To tailor the cartoon block to make it more appropriate for young kids, the "Tickle U." block contains no shows longer than 11 minutes (most are closer to five minutes long). Commercials are shown only on the half-hours, not between every cartoon. And to encourage parents to watch along with their kids, the cartoons have what programmers call a "Mommy Bar" on the bottom of the screen with parenting tips and G-rated jokes for grown-ups.

Still, parents should be careful about plopping infants and toddlers in front of a TV, said David Pelcovitz, a child psychology professor at Yeshiva University in New York.

"Their brains aren't wired in a way they can understand what's going on," Pelcovitz said. "Parents should know it may risk attention problems for kids later on. It's just not a good medium for them."

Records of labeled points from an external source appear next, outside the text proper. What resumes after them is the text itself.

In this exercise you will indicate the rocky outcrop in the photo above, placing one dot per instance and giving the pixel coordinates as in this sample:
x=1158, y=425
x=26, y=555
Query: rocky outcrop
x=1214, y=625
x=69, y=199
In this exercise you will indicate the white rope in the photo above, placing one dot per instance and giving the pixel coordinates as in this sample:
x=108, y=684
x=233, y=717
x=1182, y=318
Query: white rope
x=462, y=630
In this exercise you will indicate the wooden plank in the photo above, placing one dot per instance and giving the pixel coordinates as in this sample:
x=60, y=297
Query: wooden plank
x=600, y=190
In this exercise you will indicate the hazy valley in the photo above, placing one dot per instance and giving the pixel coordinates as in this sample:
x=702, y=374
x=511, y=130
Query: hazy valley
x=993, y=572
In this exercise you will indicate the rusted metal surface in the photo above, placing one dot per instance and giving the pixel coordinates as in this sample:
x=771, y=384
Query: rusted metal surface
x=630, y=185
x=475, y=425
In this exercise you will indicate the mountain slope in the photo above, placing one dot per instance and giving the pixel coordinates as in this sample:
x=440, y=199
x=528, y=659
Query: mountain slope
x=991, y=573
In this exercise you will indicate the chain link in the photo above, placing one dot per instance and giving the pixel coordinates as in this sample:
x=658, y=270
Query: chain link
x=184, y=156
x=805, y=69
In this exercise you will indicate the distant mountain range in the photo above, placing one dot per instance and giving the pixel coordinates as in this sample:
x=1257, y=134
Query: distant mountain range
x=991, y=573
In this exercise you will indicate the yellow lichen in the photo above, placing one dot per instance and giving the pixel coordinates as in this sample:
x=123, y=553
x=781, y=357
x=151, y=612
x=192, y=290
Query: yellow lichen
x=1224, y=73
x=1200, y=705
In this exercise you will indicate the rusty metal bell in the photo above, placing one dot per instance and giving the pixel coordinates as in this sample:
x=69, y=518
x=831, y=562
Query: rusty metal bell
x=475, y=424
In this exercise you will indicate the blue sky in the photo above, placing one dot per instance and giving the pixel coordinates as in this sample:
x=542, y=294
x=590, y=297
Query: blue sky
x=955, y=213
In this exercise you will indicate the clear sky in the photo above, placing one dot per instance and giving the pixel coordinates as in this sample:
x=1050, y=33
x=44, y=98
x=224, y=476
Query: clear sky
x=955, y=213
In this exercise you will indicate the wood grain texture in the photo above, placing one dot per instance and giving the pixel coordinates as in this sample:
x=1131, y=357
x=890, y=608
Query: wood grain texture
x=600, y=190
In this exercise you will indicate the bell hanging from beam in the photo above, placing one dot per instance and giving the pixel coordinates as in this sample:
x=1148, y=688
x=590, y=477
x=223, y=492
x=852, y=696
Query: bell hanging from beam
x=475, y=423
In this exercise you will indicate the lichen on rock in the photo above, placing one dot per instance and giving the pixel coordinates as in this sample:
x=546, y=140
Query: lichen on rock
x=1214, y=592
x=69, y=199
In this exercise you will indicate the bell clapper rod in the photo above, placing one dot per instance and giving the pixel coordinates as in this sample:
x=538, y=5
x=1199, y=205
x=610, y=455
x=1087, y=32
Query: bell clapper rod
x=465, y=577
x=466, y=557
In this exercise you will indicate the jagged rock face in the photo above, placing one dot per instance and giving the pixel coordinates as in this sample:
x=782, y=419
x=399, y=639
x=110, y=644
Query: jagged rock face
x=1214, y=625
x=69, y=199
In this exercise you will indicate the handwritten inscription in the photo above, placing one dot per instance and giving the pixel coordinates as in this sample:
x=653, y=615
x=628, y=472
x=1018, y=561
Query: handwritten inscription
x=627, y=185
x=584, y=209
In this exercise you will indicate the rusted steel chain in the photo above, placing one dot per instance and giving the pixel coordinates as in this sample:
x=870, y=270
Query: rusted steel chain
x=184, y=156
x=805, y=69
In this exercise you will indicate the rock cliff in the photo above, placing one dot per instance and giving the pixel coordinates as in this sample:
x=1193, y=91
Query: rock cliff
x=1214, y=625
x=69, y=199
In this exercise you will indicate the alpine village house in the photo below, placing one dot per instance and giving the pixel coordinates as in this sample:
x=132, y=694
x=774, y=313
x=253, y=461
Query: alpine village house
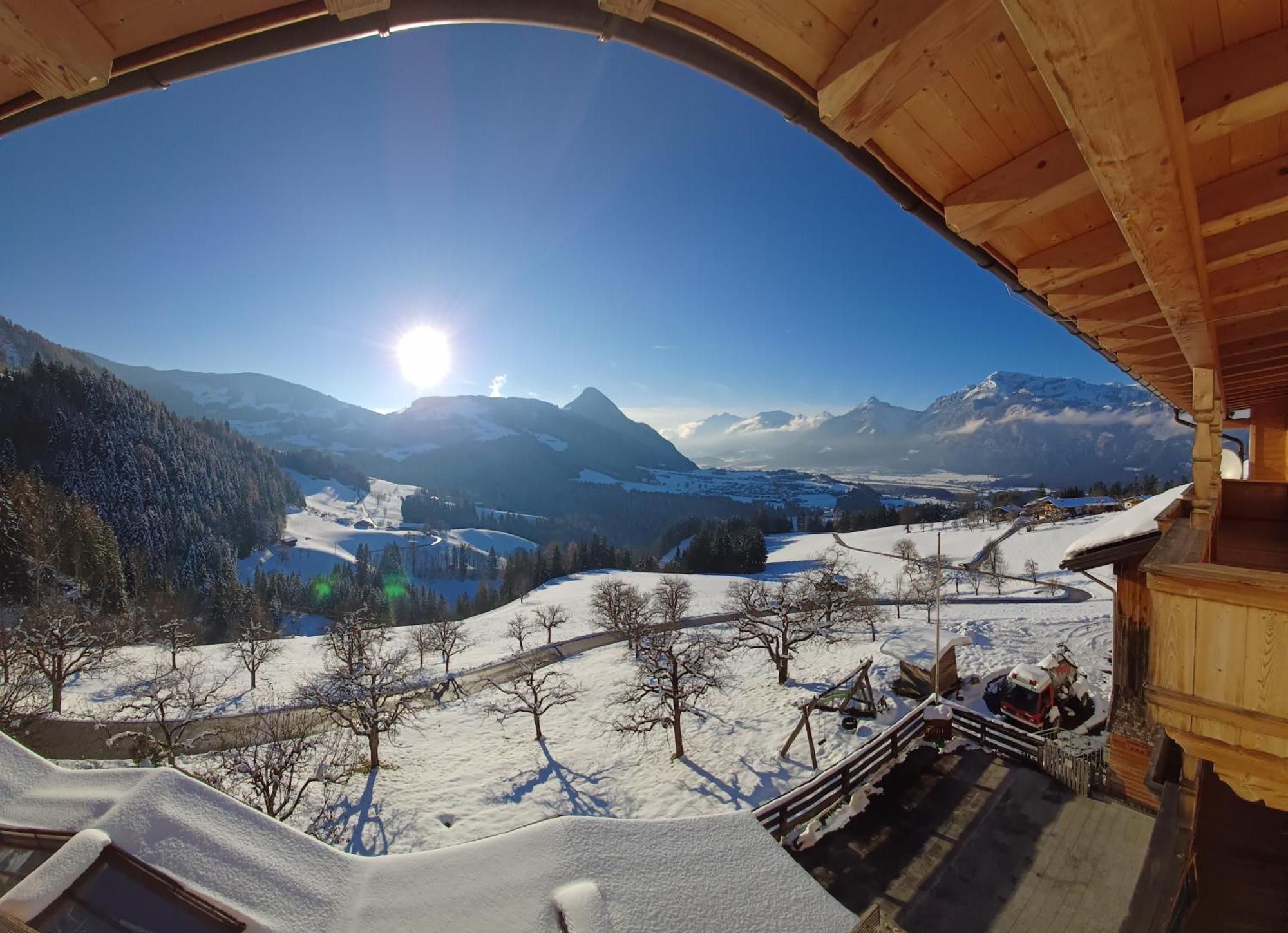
x=1120, y=165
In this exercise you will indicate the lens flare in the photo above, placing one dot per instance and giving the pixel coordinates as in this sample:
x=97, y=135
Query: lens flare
x=424, y=356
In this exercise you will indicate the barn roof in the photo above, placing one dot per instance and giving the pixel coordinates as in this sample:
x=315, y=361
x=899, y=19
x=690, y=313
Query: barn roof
x=1079, y=502
x=1121, y=164
x=721, y=871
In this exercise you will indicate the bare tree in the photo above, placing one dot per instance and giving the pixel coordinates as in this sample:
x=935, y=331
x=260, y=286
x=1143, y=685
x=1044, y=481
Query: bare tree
x=900, y=593
x=62, y=639
x=350, y=637
x=166, y=710
x=618, y=606
x=533, y=691
x=20, y=699
x=368, y=692
x=279, y=759
x=672, y=599
x=176, y=634
x=449, y=637
x=258, y=642
x=673, y=672
x=518, y=629
x=423, y=639
x=551, y=617
x=906, y=551
x=924, y=592
x=12, y=657
x=995, y=566
x=842, y=593
x=779, y=617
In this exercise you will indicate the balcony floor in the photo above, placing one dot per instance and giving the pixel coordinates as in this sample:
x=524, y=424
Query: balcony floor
x=967, y=843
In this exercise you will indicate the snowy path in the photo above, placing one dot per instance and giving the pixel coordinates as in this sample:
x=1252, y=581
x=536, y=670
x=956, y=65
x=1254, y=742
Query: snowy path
x=87, y=739
x=1070, y=594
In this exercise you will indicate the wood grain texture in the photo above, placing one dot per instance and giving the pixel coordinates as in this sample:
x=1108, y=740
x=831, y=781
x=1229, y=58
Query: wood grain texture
x=52, y=47
x=1110, y=69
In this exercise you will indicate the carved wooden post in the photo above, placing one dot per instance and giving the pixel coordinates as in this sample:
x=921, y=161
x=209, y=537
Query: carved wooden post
x=1204, y=455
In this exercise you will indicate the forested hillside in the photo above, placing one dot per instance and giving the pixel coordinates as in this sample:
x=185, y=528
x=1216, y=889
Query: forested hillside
x=182, y=496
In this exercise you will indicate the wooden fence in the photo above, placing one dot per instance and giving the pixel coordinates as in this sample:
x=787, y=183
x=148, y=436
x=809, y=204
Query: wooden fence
x=834, y=785
x=998, y=735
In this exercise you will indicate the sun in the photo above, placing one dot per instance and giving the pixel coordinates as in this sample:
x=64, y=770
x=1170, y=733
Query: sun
x=424, y=356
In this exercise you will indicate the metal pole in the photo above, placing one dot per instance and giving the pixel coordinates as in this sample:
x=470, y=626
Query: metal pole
x=940, y=563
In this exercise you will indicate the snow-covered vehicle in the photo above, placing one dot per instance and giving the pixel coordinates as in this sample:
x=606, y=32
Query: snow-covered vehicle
x=1045, y=693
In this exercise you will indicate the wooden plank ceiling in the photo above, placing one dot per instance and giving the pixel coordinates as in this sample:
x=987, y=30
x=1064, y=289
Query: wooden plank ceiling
x=1146, y=200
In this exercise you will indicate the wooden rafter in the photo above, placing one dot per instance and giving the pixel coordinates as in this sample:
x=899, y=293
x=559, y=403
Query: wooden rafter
x=1247, y=243
x=1110, y=69
x=53, y=47
x=1108, y=288
x=897, y=50
x=1222, y=95
x=1041, y=181
x=1245, y=196
x=1241, y=86
x=1093, y=253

Cartoon Network executives insist the "Tickle U." block will be paced especially for young brains and that they're trying a new approach for preschool programming. Instead of trying to teach facts, like "Dora The Explorer" on Nickelodeon, the Cartoon Network shows are simply aimed at making kids laugh.

"You know they're going to get the A-B-Cs and 1-2-3s in preschool," said Pola Changon, Cartoon Network's vice president for on-air production. Instead, the "Tickle U." cartoons are aimed at developing a sense of humor in young kids, which Cahn said is of more value than drilling facts into a a toddler.

"We have all these increased ambitions for young kids. Are we pushing kids too far too fast?" she said. "There's almost a competitive nature of parenting, and we're trying to work against that. If you're holding flash cards in front of a 16-month-old, isn't it better to hold up a sock puppet and play hide-and-seek? We want to be a safe and engaging — and funny — place for kids on TV."